Student Newsroom

Parkland Theatre debuts ‘Sweeney Todd’ with biggest cast in recent years


In Parkland Theatre’s April 4 showing of “Sweeney Todd,” Matt Hester plays Sweeney Todd and Nicole Morgan plays Mrs. Lovett. The show will run until April 23 in the Harold and Jean Miner Theatre. Photo by Bryan Heaton, provided courtesy of Parkland Theatre.

Lights drenched the stage in the color of blood. The sound of a piercing whistle marked yet another murder by Sweeney Todd.

Parkland Theatre debuted its largest musical in years on April 6, showing “Sweeney Todd: The Demon Barber of Fleet Street.”

HeatherAnn Layman, Parkland Theatre’s operations manager, said two people involved in the original Broadway rendition of "Sweeney Todd" passed away recently.

Angela Lansbury, who played Mrs. Lovett in the Broadway performance, and Stephen Sondheim, the composer and writer for the musical, both died within the last two years, according to an article from “The New York Times.”

“It's just kind of wonderful that we get to do this production to kind of pay tribute to those great artists,” Layman said.

About 80 people signed up for auditions, Layman said, with 27 actors in the final performance.

“This is definitely our biggest production we’ve done this season and one of the bigger productions we’ve probably done in quite some time,” Layman said.

“Sweeney Todd” was Parkland Theatre’s last show for its 2022-2023 season.

To bolster the crowd, Layman said the theater offered season passes and opening night tickets at a discounted price.

“I’m hoping for a sellout (opening night),” Layman said. “We’ve got some wonderful local talent in this show, and so we really hope the community comes out to support these gifted actors.”

Students from the University of Illinois at Urbana-Champaign and Parkland College participate in Parkland Theatre shows, Layman said.

“This has been a wonderful opportunity for our students,” Layman said. “I really hope that they get to share some of that with you and with the community.”

Jeff Dare, director of the musical, said he was happy with how the show turned out.

“This is certainly the biggest and most complex show I’ve ever done,” Dare said. “It’s very exciting.”

The performance was music heavy, having been written by Sondheim, he said.

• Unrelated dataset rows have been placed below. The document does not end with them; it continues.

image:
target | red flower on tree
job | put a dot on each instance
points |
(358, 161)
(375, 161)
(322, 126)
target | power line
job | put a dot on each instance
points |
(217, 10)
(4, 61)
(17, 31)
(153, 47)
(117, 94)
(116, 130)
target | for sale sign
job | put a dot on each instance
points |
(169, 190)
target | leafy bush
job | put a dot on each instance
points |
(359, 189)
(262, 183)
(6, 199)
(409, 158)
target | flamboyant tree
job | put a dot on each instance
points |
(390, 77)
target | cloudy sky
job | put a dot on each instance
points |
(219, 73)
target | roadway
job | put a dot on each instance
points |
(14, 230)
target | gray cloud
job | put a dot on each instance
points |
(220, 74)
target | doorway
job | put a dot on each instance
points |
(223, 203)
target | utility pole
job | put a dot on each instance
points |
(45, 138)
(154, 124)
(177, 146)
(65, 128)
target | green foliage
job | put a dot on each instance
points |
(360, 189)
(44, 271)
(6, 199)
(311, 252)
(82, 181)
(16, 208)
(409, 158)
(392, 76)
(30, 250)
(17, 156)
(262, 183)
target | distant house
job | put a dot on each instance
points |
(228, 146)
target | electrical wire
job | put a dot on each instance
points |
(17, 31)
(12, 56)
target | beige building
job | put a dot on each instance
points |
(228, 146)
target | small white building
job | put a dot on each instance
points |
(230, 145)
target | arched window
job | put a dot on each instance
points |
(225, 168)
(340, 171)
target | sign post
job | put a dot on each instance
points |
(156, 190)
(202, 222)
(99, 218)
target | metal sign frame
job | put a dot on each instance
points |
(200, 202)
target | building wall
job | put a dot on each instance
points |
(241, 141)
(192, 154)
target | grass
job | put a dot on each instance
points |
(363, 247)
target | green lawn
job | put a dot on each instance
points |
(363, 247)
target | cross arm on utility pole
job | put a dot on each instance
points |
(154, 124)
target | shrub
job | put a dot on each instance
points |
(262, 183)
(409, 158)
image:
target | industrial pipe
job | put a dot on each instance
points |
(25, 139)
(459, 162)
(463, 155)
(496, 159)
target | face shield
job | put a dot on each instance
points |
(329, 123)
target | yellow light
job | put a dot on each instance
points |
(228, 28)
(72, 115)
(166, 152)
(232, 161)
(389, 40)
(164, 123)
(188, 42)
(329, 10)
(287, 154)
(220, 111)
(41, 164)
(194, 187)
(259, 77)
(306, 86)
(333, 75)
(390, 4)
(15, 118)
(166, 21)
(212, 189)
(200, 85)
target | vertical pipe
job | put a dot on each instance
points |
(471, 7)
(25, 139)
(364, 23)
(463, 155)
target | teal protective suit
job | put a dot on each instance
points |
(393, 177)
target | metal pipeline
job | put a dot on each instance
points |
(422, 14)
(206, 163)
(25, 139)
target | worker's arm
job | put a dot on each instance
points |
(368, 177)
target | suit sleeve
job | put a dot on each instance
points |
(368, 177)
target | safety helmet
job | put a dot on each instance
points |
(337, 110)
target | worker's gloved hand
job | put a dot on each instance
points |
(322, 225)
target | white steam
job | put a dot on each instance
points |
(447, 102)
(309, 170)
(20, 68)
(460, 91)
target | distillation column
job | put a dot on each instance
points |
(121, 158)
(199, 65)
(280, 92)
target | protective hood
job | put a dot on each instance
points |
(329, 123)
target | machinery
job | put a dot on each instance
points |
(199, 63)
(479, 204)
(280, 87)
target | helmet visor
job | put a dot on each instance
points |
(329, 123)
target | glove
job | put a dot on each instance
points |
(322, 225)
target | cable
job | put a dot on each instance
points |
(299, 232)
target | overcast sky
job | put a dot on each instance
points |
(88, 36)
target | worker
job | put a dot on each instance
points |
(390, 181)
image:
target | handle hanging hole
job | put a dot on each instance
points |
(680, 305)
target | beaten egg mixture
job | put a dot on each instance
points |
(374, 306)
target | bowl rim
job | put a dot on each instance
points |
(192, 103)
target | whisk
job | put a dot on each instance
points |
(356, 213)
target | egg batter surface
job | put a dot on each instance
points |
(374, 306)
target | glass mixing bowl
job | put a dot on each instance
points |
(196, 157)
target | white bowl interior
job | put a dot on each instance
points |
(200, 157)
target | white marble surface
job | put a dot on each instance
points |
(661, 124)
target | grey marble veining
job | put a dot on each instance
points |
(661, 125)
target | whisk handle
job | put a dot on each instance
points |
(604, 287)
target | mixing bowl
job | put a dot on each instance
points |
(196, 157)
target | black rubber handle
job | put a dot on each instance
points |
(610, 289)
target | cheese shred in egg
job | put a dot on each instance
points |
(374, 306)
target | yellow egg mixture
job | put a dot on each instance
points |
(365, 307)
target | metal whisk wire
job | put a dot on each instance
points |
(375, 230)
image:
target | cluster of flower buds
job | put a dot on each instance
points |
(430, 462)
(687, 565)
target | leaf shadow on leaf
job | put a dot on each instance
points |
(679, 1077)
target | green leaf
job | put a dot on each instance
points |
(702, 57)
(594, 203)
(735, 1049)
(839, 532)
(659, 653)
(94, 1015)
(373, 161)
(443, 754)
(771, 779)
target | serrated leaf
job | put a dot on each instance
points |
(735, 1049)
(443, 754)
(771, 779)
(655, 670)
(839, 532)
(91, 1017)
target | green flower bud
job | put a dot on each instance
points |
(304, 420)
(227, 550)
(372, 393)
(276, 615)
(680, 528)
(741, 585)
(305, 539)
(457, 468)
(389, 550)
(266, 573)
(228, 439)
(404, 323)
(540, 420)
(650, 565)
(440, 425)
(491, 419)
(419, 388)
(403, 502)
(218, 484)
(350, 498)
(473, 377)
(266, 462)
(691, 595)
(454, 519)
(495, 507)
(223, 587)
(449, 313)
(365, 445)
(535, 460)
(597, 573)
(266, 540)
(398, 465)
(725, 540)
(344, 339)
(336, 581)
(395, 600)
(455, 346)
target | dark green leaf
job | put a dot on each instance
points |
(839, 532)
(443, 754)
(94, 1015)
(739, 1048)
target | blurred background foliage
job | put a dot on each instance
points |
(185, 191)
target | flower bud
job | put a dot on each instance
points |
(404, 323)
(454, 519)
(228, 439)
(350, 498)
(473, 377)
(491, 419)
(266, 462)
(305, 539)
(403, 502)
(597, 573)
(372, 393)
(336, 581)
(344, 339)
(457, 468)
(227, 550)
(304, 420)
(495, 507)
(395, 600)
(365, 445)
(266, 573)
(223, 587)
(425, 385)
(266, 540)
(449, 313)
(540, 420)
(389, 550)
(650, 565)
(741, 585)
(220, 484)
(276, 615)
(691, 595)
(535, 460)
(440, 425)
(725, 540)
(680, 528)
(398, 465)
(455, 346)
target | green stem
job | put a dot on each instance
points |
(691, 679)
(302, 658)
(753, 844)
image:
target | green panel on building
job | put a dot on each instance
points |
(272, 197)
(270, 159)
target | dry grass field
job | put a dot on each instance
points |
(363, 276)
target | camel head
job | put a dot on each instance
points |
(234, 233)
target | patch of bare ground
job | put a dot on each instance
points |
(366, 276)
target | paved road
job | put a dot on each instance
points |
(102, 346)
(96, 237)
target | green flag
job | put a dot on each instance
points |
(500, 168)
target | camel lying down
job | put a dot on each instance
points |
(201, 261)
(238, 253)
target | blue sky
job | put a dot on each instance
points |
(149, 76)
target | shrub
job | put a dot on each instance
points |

“He really goes all out in making a show that is deep and complex,” Dare said.

The performance had many moving pieces and hundreds of light cues, which Parkland Theatre had the infrastructure to support, he said.

“Parkland is amazing,” Dare said. “There’s an amazing staff here at Parkland that are helping to support the technical folks, the designers, the crew members and the cast members.”

The cast members poured their energy into acting while also juggling work, he said.

“We’ve got people who are actual barbers and hairdressers in real life,” Dare said. “We’ve got teachers, we’ve got voice teachers, we’ve got people who work in media.

 “It’s kind of wonderful to see everyone come together.”